If we know the standard deviation, then the standard error of the mean is equal to the standard deviation divided by the square root of the sample size. SE(mean) = SD/square root of (N-1). If a sample mean is 80, and the SE mean is 1.00, if we say that the population mean falls between 79 and 81, we have approximately 68% chance of being correct, if we say that the population mean falls between 78 and 82, we will have approximately a 95% chance of being correct, if we say that the population mean falls between 77 and 83, we will have approximately 99+% chance of being correct. In another word, the probability of the population mean being less than 77 and larger than 83 is less than 1%.
It is obvious now that a smaller standard error indicates less sampling error. The major factor affects standard error of the mean is sample size. The size of the sample increases the standard error of the mean decreases. Another factor affecting the standard error of the mean is the size of the population standard deviation. If the population standard deviation is large, members of the population are very spread out on the variable of interest, and the sample means will also be very spread out.

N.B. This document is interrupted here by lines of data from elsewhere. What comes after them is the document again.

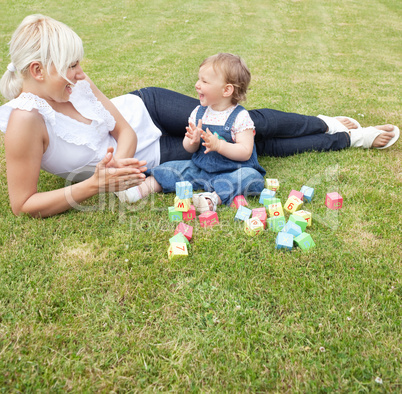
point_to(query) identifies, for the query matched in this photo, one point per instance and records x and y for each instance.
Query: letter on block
(243, 213)
(182, 205)
(308, 193)
(239, 201)
(261, 214)
(253, 226)
(184, 190)
(284, 241)
(293, 204)
(266, 193)
(208, 219)
(185, 229)
(177, 250)
(190, 214)
(333, 200)
(275, 210)
(175, 216)
(299, 220)
(304, 241)
(277, 223)
(292, 228)
(272, 184)
(306, 215)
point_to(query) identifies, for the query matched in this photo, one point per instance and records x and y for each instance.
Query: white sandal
(201, 204)
(364, 138)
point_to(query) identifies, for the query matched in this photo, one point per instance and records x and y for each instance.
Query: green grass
(88, 299)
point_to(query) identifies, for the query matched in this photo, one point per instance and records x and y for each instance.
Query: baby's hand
(194, 132)
(211, 141)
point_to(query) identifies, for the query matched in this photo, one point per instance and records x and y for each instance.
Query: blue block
(243, 213)
(266, 193)
(284, 241)
(184, 190)
(308, 193)
(292, 228)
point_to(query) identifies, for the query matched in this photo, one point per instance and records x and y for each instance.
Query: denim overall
(213, 162)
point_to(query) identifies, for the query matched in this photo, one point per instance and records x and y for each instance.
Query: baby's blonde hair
(234, 71)
(42, 39)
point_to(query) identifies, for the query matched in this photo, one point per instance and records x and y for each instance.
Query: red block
(208, 219)
(185, 229)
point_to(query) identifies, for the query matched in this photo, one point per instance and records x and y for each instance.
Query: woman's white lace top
(76, 147)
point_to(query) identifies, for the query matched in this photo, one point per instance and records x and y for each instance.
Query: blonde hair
(234, 71)
(41, 39)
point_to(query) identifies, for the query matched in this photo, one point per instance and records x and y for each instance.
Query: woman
(57, 120)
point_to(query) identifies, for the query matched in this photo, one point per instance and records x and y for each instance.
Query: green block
(276, 223)
(297, 219)
(304, 241)
(175, 216)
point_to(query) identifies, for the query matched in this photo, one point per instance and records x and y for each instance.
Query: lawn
(89, 301)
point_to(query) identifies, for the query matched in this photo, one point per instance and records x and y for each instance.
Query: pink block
(333, 200)
(237, 201)
(208, 218)
(190, 214)
(296, 193)
(185, 229)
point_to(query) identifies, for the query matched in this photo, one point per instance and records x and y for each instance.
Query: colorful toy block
(299, 220)
(182, 205)
(292, 228)
(261, 214)
(304, 241)
(306, 216)
(296, 193)
(293, 204)
(284, 241)
(185, 229)
(253, 226)
(266, 193)
(208, 219)
(272, 184)
(177, 250)
(308, 193)
(239, 201)
(190, 214)
(333, 200)
(276, 223)
(243, 213)
(174, 215)
(184, 190)
(275, 210)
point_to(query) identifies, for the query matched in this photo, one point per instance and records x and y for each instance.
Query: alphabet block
(284, 241)
(190, 214)
(272, 184)
(174, 215)
(266, 193)
(333, 200)
(208, 219)
(306, 216)
(276, 223)
(304, 241)
(239, 201)
(184, 190)
(293, 204)
(275, 210)
(177, 250)
(185, 229)
(182, 205)
(292, 228)
(299, 220)
(242, 213)
(253, 226)
(308, 193)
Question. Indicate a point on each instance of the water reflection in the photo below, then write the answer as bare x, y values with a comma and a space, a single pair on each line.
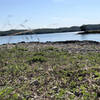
49, 37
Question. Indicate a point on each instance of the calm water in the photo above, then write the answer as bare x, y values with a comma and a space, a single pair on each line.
49, 37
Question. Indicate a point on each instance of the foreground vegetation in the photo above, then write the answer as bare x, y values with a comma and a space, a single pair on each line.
48, 73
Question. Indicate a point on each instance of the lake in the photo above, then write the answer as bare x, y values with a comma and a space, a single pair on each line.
49, 37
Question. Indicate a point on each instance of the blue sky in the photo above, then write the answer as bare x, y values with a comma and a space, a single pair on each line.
48, 13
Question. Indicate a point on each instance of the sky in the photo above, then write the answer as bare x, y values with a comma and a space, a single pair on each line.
31, 14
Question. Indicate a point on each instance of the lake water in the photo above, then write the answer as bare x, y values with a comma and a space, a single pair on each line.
49, 37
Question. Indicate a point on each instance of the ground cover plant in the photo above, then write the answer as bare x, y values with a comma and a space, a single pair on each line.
48, 73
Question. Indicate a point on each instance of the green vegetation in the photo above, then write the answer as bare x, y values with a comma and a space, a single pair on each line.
48, 73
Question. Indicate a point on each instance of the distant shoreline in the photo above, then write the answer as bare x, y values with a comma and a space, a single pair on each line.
84, 29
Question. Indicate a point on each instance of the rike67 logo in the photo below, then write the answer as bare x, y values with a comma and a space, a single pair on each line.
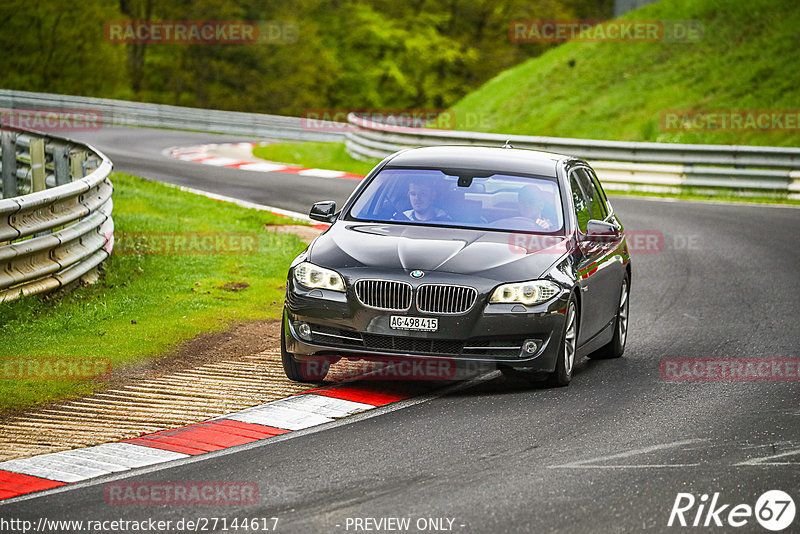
774, 510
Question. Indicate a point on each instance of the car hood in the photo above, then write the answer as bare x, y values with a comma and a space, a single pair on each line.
500, 255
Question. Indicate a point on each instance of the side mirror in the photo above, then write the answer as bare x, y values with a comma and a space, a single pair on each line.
323, 211
601, 228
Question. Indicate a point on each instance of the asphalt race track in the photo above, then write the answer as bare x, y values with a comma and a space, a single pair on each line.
609, 453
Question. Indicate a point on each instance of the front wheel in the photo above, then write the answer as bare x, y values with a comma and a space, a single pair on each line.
616, 347
566, 352
311, 371
565, 362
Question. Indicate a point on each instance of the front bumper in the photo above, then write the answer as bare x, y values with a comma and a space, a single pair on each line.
496, 334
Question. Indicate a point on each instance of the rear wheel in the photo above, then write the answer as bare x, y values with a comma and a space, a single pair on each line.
312, 371
616, 347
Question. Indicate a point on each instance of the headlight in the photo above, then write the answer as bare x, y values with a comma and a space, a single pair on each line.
533, 292
312, 276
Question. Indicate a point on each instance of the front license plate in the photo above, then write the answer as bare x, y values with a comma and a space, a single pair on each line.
401, 322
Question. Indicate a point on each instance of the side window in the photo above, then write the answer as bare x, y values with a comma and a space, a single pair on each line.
580, 201
601, 195
597, 208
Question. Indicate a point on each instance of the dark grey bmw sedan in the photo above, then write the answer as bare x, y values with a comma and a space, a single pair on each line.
500, 256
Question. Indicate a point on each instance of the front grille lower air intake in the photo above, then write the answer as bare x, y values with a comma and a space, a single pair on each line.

In order to determine whether or not the difference between those means probably represents a true population difference, we need an estimate of the standard error of the difference between two means.

Test Null Hypothesis
When we talk about the difference between two sample means being a true difference we mean that the difference was caused by the treatment and not by chance. The chance explanation for the difference is called the null hypothesis. The null hypothesis says in essence that there is no difference or relationship between parameters in the populations and that any difference or relationship found for the samples is the result of sampling error. The research hypothesis usually states that one method is expected to be more effective than another. Utilizing null hypothesis is more conclusive support for a positive research hypothesis. Suppose one hypothesizes that all research textbooks contain a chapter on sampling. If he or she examines and finds that a book does contain the chapter, it does not approve the hypothesis, because it is only one book. In other word, if he or she finds a book does not contain the chapter, it is enough to disapprove the hypothesis.  The result of a study can reject the null hypothesis or not reject the null hypothesis.  If it is rejected, the hypothesis PROBABLY false, if it is not rejected, the hypothesis PROBABLY true.

Test of Significance
In order to test a null hypothesis we need a test of significance and we need to select a probability level that indicates how much risk we are willing to take that the decision we make is wrong. At the end of an experimental research study, if there is a little difference between the group means, then researcher needs to decide whether the difference is significant or different enough to conclude that they represent a true difference. The test of significance is made at a pre-selected probability level and allows the researcher to state that he has rejected the null hypothesis. The level will be usually set at 0.05, or 0.01. That means the researcher will have 5% or 1% times to find the difference by chance. There are a number of different tests of significance that can be applied in research studies, t-test, analysis of variance and chi square etc.